For the on-campus version of 5.111 Principles of Chemical Science—like many of the high-enrollment courses that satisfy MIT’s General Institute Requirements—much of the instruction is done by teaching assistants, who may be intimidated by their first experience in the role. Starting almost a decade ago, Cathy Drennan, professor of chemistry and biology, pushed to establish a 20-hour “TA Boot Camp” for incoming grad students to teach them how to facilitate dynamic discussions and hands-on experiments.

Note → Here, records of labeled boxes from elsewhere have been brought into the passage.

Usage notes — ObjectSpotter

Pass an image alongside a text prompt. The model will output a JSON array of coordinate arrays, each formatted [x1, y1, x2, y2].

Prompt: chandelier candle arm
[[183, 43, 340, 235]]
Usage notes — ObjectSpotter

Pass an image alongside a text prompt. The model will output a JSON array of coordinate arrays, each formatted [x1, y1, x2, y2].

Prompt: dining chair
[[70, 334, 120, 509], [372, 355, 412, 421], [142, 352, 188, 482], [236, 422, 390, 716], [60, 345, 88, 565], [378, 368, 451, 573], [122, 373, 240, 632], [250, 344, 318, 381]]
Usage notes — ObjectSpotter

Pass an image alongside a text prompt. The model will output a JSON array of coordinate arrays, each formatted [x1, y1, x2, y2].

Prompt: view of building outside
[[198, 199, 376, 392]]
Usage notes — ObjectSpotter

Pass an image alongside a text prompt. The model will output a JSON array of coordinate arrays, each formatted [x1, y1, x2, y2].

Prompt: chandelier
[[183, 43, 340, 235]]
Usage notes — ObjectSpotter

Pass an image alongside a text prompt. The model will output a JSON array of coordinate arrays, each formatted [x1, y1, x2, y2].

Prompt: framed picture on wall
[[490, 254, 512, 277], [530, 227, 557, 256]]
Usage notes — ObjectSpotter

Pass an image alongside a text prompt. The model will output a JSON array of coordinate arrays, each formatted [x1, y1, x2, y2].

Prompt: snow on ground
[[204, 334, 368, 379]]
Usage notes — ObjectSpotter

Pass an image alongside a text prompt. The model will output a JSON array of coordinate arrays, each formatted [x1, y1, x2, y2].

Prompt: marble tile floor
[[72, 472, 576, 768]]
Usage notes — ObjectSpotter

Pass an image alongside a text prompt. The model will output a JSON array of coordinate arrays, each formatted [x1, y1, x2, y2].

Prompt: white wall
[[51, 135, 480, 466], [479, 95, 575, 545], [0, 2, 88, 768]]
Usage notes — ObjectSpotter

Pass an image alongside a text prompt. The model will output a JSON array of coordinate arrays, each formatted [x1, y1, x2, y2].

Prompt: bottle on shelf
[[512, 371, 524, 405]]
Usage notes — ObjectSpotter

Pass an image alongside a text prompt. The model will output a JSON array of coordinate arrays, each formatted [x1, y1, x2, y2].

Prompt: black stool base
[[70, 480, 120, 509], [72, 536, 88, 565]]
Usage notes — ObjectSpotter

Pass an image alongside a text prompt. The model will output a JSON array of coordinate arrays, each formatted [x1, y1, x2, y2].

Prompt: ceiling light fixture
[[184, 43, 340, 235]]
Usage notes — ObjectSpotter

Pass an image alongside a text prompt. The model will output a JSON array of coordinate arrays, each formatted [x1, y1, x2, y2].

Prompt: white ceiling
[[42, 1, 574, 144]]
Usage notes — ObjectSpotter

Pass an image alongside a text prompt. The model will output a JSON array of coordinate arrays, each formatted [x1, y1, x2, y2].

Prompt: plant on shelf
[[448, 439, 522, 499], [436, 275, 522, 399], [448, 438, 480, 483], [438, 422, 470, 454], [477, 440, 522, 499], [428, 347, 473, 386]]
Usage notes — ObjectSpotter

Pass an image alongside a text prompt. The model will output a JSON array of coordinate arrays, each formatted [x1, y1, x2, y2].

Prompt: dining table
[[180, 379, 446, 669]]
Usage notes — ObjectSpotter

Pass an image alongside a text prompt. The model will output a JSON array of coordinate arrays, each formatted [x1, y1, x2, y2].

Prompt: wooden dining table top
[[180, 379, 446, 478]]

The training also creates bonds among TAs so they can rely on one another for support. If they don’t know an answer to a student’s query right away, for example, TAs are encouraged to put their heads together and get back to the class with a full response. The resulting increase in TA confidence has had an effect not only on their own experiences, but also on student learning. In a study conducted in 2007–2008 with co-instructor Elizabeth Vogel Taylor and the Teaching and Learning Laboratory’s Rudy Mitchell, Drennan found that students of TAs who’d gone through the boot camp rated their teaching assistants on average above 6 on a 7-point scale, versus an average range of 3.7–5.4 for those who hadn’t had the training.
TA Boot Camp also emphasizes diversity, building awareness of subtle factors that can affect the student experience—such as “stereotype threat,” the perceived risk of confirming a negative stereotype, frequently related to (but not limited to) race or gender. That concept in particular “has had a remarkable effect on how I have interacted with people not only as a teacher, but throughout my career,” says former TA Darcy Grinolds PhD ’14, who now works as a hardware reliability engineer.
Drennan has since started a separate TA training program for MIT’s Department of Biology. Last year, she was awarded a $10,000 MacVicar fellowship, which recognizes MIT professors who demonstrate innovation in teaching, which she says she’ll use to further diversity training among teachers at MIT and elsewhere.